The problem is, unless some-one is really interested in a topic, much non-fiction can be dry. There is no doubting the amount of research that goes into these works, and the passion involved in creating them, but as far as something to read, they are not the most exciting. I know this from personal experience – the non-fiction work I have been ploughing through for 15 years is very dry for those not interested.

This brings us to creative non-fiction. This is writing a non-fiction book as if it was a novel or an essay as if a short story. You use the same narrative structure, focus on characters, have adjectives, etc. It was started with biographies decades ago (autobiographies are a different kettle of fish, and many of them should not even be classified “non-fiction”) and sports writing in the UK in the post-War period, but has now become used in other forms of non-fiction.

It appears to be the basis of movies “based on” true events. The problem is, you will not find a movie “based on” true events that actually shows the events properly. Even classics like Silkwood, Erin Brockovich, et al. are not accurate. It is even sillier in biopics (Bohemian Rhapsody is particularly egregious in this, despite being supervised by two surviving members of Queen!) when facts are fiddled with. There is a reason these are classified movies, and not documentaries.

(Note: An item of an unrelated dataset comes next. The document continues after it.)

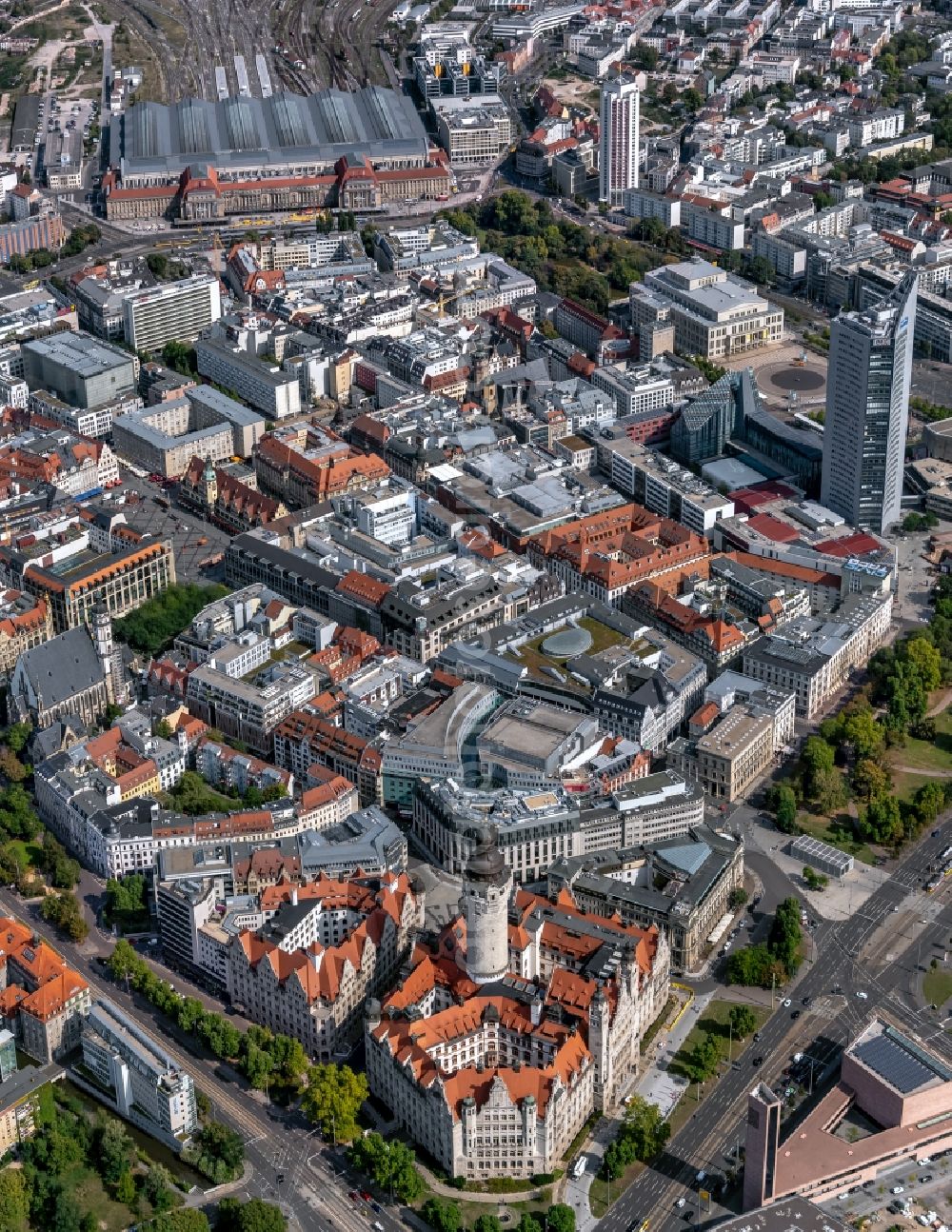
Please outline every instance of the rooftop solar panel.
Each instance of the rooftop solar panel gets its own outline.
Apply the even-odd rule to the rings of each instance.
[[[920,1087],[936,1077],[932,1069],[885,1035],[873,1036],[872,1040],[861,1044],[855,1051],[865,1066],[868,1066],[904,1095],[919,1090]]]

And even documentaries have become subject to questions. Again, a lot of opinion masquerading as set fact, and then you have the History Channel and Animal Planet releasing false documentaries for views! Documentaries might as well be another form of fiction a lot of the time (Ken Burns is an awesome and excellent exception to this viewpoint).

However, for a book to be non-fiction, it must pass more stringent tests than films and documentaries. It used to be that the research had to be included, as a list of references, citations or even having records of interviews available. This is not so much the case nowadays, but the facts need to be verifiable. So even creative non-fiction has to have that aspect available. I will look at research in the next blog post.

Now that I’ve ragged on non-fiction for a while, let’s look at creative non-fiction separately.

The facts are there, and the author uses knowledge of the time, knowledge of the people involved, knowledge of language, knowledge of landscape, etc. (all researched) to fill in gaps. In historical works, you do not know exactly what they say all the time, so you need to be careful about putting words in people’s mouths, but, apart from that, the main thing is that a writer of creative non-fiction needs to do is not invent incidents or facts. They are still writing a work of non-fiction, and so it is perfectly valid to mention that the passage about to be read is a guess, or that no-one knows what happened next. It is not a novel; you are allowed to have breaks in narrative.

Writing a piece if non-fiction as a work that reads like a work of fiction is a skill that is very difficult. You have to curtail your inclination to add flourish. You need to stick with the facts and only the facts, but present them in a manner that engages a reader.

The books of Peter Fitzsimons are great for a look at this done in an Australian setting; he has written many, and his story of the Batavia, his exploration of Gallipoli, and his work looking at the Eureka Stockade are all magnificently done. He spends years researching and he goes through a very thorough vetting and editing process to come up with history books that are readable and enjoyable.

And that is creative non-fiction, the newer kid on the non-fiction block and the way non-fiction seems to be headed.